The [MEMORIES] layer is where past knowledge gets injected. The pipeline queries Spirit (semantic memory), fires memory neurons, and pulls crystallized conversation summaries — all in parallel, all with a token budget.

When the assembled context exceeds the token budget, a ContextSpillover mechanism kicks in. It doesn't throw content away. It pushes evicted content down to Tier 1 and Tier 2, tagged with its source label and tenant scope. The LLM sees a note like [...memories: 72% kept, 340 tokens spilled to memory] so it knows context was compressed, not lost.

Tier 1: Session Cache (KernelContextBus)

In-process, instant recall. The KernelContextBus holds spillover content from the current and recent sessions. When Tier 0 needs to recall something it evicted earlier, recall_for_query() searches these session buckets with semantic matching.

This tier lives as long as the process runs. It's the L1 cache of the memory system.

Tier 2: Conversation Store (disk-backed JSON)

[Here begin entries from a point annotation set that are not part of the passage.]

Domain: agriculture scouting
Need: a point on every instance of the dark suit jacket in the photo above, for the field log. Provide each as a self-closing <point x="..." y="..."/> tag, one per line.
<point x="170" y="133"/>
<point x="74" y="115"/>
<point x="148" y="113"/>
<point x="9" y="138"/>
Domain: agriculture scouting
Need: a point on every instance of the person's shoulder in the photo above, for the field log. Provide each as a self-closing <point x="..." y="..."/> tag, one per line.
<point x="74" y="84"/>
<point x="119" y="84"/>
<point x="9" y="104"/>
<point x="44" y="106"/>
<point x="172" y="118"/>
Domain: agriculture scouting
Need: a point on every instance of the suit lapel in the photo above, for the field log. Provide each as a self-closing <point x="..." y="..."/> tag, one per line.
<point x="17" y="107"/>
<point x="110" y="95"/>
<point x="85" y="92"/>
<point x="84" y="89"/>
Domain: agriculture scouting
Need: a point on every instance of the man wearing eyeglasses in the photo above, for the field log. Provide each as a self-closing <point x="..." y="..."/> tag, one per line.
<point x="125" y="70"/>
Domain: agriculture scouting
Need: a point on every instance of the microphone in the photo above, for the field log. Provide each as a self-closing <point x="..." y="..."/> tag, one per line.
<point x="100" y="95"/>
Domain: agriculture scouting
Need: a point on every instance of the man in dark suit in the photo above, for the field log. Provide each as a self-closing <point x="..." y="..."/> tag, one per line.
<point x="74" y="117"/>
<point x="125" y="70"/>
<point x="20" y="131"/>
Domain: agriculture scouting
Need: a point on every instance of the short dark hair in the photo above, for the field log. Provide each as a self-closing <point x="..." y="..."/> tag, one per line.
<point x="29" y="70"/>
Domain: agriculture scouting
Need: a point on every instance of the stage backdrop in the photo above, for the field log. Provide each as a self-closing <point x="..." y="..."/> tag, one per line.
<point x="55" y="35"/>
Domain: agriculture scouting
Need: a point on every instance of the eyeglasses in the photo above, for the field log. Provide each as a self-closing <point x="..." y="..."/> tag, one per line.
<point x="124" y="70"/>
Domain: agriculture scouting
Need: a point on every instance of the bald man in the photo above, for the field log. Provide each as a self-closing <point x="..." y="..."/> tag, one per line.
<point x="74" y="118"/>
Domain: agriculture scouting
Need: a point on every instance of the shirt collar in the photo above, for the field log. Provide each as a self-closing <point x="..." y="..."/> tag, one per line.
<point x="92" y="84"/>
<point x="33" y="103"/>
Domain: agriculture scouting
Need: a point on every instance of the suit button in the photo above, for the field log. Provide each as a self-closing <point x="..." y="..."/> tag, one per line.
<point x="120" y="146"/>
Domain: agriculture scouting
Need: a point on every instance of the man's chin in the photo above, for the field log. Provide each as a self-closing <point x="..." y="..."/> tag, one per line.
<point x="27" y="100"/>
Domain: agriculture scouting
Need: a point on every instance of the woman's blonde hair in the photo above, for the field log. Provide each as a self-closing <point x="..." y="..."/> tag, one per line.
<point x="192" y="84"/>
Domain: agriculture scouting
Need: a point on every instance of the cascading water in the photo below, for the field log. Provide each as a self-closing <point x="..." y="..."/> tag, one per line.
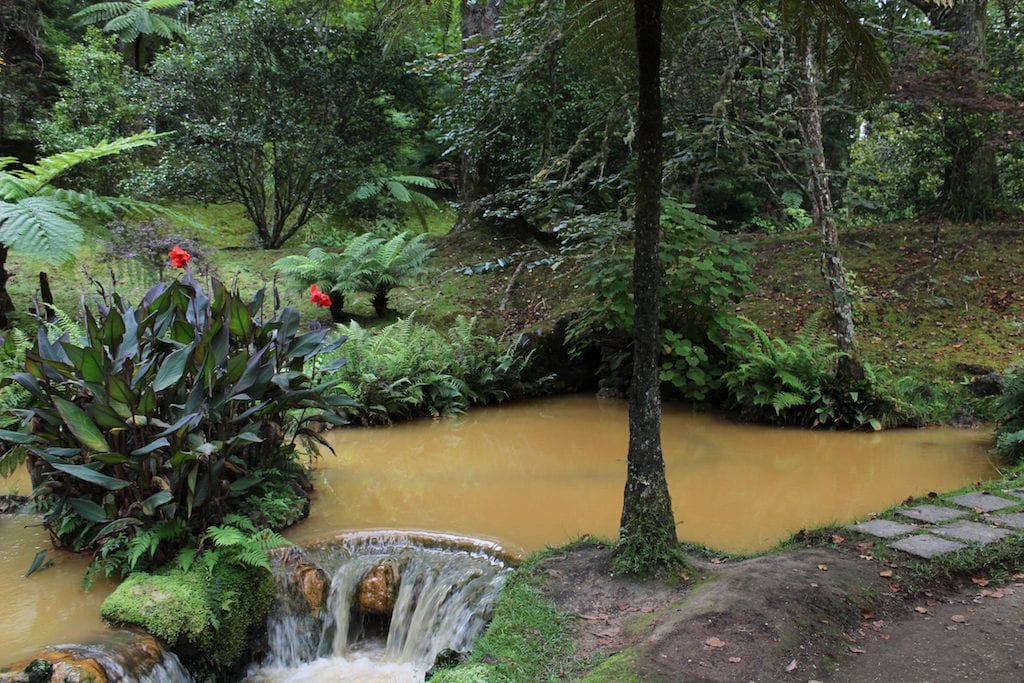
<point x="446" y="592"/>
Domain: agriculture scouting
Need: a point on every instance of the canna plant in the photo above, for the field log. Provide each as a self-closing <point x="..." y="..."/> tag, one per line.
<point x="332" y="270"/>
<point x="166" y="418"/>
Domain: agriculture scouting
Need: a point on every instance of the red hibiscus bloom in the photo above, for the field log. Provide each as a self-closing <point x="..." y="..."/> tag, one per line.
<point x="318" y="298"/>
<point x="179" y="257"/>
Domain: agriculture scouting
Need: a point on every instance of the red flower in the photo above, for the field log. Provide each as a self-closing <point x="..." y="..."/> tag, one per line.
<point x="318" y="298"/>
<point x="179" y="257"/>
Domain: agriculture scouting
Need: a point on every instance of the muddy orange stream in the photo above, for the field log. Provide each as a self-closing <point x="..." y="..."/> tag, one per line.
<point x="546" y="471"/>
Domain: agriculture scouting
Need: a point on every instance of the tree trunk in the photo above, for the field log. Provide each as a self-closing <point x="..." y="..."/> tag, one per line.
<point x="46" y="294"/>
<point x="6" y="305"/>
<point x="380" y="301"/>
<point x="824" y="217"/>
<point x="338" y="307"/>
<point x="478" y="25"/>
<point x="647" y="531"/>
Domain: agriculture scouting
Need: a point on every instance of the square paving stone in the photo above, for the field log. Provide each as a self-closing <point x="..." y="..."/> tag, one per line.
<point x="972" y="531"/>
<point x="883" y="528"/>
<point x="931" y="513"/>
<point x="984" y="502"/>
<point x="927" y="546"/>
<point x="1014" y="519"/>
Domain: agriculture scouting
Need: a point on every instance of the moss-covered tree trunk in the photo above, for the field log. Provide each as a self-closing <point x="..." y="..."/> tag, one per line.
<point x="6" y="305"/>
<point x="647" y="531"/>
<point x="824" y="217"/>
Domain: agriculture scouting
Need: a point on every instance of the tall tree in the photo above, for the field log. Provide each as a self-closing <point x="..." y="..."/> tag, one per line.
<point x="133" y="20"/>
<point x="812" y="23"/>
<point x="647" y="538"/>
<point x="971" y="185"/>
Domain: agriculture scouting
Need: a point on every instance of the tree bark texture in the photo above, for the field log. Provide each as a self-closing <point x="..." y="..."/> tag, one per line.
<point x="478" y="25"/>
<point x="647" y="516"/>
<point x="824" y="217"/>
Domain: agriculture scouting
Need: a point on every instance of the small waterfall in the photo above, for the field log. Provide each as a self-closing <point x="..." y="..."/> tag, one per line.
<point x="446" y="592"/>
<point x="126" y="655"/>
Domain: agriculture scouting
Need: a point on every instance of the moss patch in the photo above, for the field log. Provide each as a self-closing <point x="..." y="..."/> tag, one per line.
<point x="207" y="619"/>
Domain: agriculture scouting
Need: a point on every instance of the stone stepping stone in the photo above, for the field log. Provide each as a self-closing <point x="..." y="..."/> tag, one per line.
<point x="974" y="531"/>
<point x="983" y="502"/>
<point x="883" y="528"/>
<point x="1014" y="519"/>
<point x="927" y="546"/>
<point x="931" y="513"/>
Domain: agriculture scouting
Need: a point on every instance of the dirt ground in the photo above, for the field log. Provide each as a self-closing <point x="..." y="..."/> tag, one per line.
<point x="811" y="614"/>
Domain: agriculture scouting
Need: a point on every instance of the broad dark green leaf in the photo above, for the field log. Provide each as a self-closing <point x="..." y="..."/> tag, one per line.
<point x="87" y="509"/>
<point x="84" y="429"/>
<point x="172" y="369"/>
<point x="91" y="475"/>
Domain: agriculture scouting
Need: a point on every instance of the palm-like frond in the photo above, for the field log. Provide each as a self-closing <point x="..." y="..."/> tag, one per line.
<point x="41" y="227"/>
<point x="19" y="183"/>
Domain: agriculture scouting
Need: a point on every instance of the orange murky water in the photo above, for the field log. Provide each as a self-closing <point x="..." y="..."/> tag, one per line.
<point x="48" y="607"/>
<point x="542" y="473"/>
<point x="546" y="471"/>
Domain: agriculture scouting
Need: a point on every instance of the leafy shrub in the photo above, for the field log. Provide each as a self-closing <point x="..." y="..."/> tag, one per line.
<point x="408" y="369"/>
<point x="705" y="272"/>
<point x="1010" y="412"/>
<point x="795" y="383"/>
<point x="156" y="425"/>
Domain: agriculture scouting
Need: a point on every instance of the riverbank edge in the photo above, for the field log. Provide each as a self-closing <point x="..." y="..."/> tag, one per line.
<point x="878" y="584"/>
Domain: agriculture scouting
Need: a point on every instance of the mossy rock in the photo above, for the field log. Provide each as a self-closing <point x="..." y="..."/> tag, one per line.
<point x="206" y="619"/>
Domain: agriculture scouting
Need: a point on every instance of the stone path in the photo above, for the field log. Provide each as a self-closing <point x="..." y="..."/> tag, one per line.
<point x="938" y="529"/>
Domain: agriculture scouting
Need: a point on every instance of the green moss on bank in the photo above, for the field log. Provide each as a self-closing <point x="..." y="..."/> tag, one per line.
<point x="207" y="619"/>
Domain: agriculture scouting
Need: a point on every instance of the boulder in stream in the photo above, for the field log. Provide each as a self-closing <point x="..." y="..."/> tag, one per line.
<point x="378" y="589"/>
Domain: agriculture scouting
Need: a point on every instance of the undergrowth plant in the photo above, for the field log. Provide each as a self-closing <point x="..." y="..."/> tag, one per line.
<point x="795" y="383"/>
<point x="1010" y="413"/>
<point x="408" y="369"/>
<point x="163" y="418"/>
<point x="705" y="273"/>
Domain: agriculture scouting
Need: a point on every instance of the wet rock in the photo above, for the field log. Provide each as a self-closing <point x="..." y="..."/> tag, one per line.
<point x="11" y="504"/>
<point x="988" y="385"/>
<point x="378" y="589"/>
<point x="308" y="580"/>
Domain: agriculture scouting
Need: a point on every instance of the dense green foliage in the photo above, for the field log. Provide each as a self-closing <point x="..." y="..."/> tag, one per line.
<point x="409" y="369"/>
<point x="795" y="383"/>
<point x="1010" y="413"/>
<point x="164" y="417"/>
<point x="207" y="613"/>
<point x="706" y="272"/>
<point x="280" y="114"/>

Every conversation is persisted to disk as a JSON file:

data/conversations/{tenant_slug}/{session_id}.json

The store has three key behaviors:

Crystallization: After 20 turns, the store triggers an LLM summarization pass. Older messages get compressed into a crystallized_summary (max 800 tokens). The 10 most recent messages are kept verbatim. This means a 200-turn conversation still fits in a 4K token context window.

Auto-archive: Conversations older than 30 days are moved to an archive directory. They're not deleted — they're still searchable via the knowledge graph.

LRU caching: Up to 200 hot sessions stay in memory for instant access. Cold sessions are loaded from disk on demand.

Tier 3: Spirit & Scoped Memory (persistent, cross-session)

This is where cross-session memory lives. Spirit is the semantic memory service — it stores facts, preferences, patterns, and observations that persist indefinitely.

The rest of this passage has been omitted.